Escrito por Ania Delia Infante Fernández

Mucho se habla últimamente de “desarrollo local” y, en específico, de su relación con el avance económico, social y productivo de los municipios cubanos, sin embargo, poco se explica el origen de este término en Cuba.

Y es que, aunque se divulgue escasamente, la Constitución aprobada en 1940 legitimó al municipio como base económica territorial poseedora de atributos en el orden administrativo y económico, que garantizan una capacidad financiera para dar respuesta a sus necesidades.

Posteriormente, con el Triunfo de la Revolución cubana se aprobó una nueva división político-administrativa, que le concedió al municipio notable importancia como unidad básica de los procesos territoriales de desarrollo.

De acuerdo con Ada Guzón Arredondo, directora del Centro de Desarrollo Local y Comunitario del Ministerio de Ciencia, Tecnología y Medio Ambiente (Citma), el municipio es “el eslabón esencial en el desarrollo del país, pues constituye el espacio de lo local, de las relaciones interpersonales, (…) es el escenario clave donde la sociedad local espera encontrar respuesta a sus necesidades y aspiraciones económicas, materiales, espirituales y donde transcurre el vínculo más directo entre el pueblo y el gobierno”.

Los estudiosos cubanos sobre el desarrollo local, plantean que es el modelo de gestión sustentado teóricamente en el desarrollo endógeno que articula recursos propios, a partir de la capacidad de los habitantes y de la capacidad de dirigir los procesos en función de las necesidades propias.

Cabe resaltar que, en el caso cubano, el desarrollo local está, además, en correspondencia con los objetivos y prioridades de desarrollo nacional.

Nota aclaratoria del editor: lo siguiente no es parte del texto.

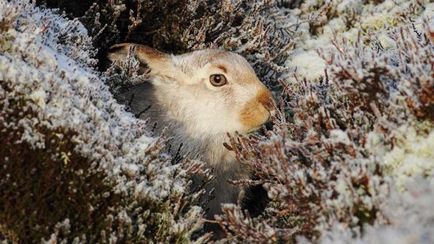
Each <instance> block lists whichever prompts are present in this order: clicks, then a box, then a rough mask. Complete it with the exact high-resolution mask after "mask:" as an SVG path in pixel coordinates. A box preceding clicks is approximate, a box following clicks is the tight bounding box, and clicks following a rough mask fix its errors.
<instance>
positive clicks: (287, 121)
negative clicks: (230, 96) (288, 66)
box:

Con la aprobación de los Lineamientos de la Política Económica y Social del Partido Comunista de Cuba (PCC) y la Revolución, como parte del perfeccionamiento del sistema socialista en Cuba, el concepto de desarrollo local se materializó en proyectos donde los órganos de Gobierno, expusieron sus potencialidades según sus necesidades y las estrategias productivas nacionales.

A propósito, en los Lineamientos se plantea que “el desarrollo de proyectos locales, en especial de los referidos a la producción de alimentos, deberá constituir una estrategia de trabajo para el autoabastecimiento municipal, donde el principio de la auto sustentabilidad financiera será el elemento esencial de este esfuerzo, armónicamente compatibilizado con los objetivos del plan de la economía nacional”.

Además de otorgar cierto nivel de autonomía administrativa a los consejos de administración municipal, estos lineamientos abogan por la necesidad de una visión integral del desarrollo, con su concreción en las dimensiones económico-productiva, ambiental, político-institucional y sociocultural.

Si bien investigadores como León Segura, Ada Guzón y Rider Hernández defienden que, aún el marco normativo de las iniciativas de desarrollo local, es insuficiente; en la actualidad, la planificación, aprobación e implementación de los programas de desarrollo local, demuestran su factibilidad con resultados contundentes y hacen de estas estrategias modelos rentables para el avance socioeconómico del país.